Tutte le speranze per un futuro di pace sono poste nelle nuove generazioni. Il Pontefice si è rivolto ai giovani – «Rinnovate i vostri sforzi per prepararvi al tempo in cui sarete responsabili degli affari del popolo palestinese» -, e alle famiglie: «Non mancate di sostenere i vostri figli nei loro studi e nel coltivare i loro doni, così che non vi sia scarsità di personale ben formato per occupare nel futuro posizioni di responsabilità nella comunità palestinese».

Dopo aver parlato degli strumenti di pace presenti sul territorio, in modo particolare ringraziando la presenza della famiglia francescana che si prende cura della gente di queste zone, il Papa ha toccato il tema del muro, dicendo che è «tragico» vedere che in un mondo in cui le frontiere sono sempre più aperte vengano eretti dei muri. Ha poi aggiunto che prega ardentemente perché finiscano le ostilità che hanno causato la costruzione di questo muro: «Da entrambe le parti del muro è necessario grande coraggio per recuperare la paura e la sfiducia, se si vuole contrastare il bisogno di vendetta per perdite o ferimenti». Ratzinger ha invocato lo sblocco dello stallo in cui si trovano le trattative di pace, anche con il vitale aiuto della comunità internazionale. Gli aiuti diplomatici, ha però ricordato, avranno frutto solo se supportati dalla buona volontà di israeliani e palestinesi a mettere fine al ciclo delle aggressioni.

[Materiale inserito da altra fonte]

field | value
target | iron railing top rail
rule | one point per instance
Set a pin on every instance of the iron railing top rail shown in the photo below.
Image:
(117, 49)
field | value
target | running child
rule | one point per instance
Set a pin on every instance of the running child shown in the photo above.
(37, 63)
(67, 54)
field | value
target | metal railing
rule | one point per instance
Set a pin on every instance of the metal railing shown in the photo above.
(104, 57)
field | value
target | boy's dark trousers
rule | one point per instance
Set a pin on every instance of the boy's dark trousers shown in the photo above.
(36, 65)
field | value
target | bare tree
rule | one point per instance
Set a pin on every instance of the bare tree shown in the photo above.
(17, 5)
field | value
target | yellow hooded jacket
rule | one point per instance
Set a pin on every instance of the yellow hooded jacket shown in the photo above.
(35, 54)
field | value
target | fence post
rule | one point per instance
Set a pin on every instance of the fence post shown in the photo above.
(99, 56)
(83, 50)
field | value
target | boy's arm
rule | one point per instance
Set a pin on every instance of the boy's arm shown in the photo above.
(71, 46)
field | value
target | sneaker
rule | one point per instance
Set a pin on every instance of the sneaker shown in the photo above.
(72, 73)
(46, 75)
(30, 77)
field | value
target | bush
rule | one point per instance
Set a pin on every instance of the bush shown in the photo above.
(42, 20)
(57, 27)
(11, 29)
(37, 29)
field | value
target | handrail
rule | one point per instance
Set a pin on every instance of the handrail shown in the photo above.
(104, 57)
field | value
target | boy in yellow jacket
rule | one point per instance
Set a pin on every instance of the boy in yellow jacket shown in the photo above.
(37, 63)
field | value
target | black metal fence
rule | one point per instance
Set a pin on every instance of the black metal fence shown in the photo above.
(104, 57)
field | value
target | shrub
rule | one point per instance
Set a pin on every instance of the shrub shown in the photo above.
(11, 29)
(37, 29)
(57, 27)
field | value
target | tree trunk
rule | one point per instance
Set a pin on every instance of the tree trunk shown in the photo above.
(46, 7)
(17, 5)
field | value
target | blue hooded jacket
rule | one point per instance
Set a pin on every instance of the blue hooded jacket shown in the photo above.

Nella terra in cui i frati francescani custodiscono i luoghi santi il pensiero del Papa è andato proprio a san Francesco, rinnovando l’invito a un impegno per la pace, sull’esempio del santo di Assisi, «grande apostolo di pace e di riconciliazione».

Al termine dell’incontro, il Papa ha ricevuto vari doni tra cui una stola su cui sono raffigurate due grandi chiavi, simbolo insieme del ministero petrino e dell’anelito dei profughi a rientrare nelle case che dovettero abbandonare, e di cui ancora conservano le chiavi.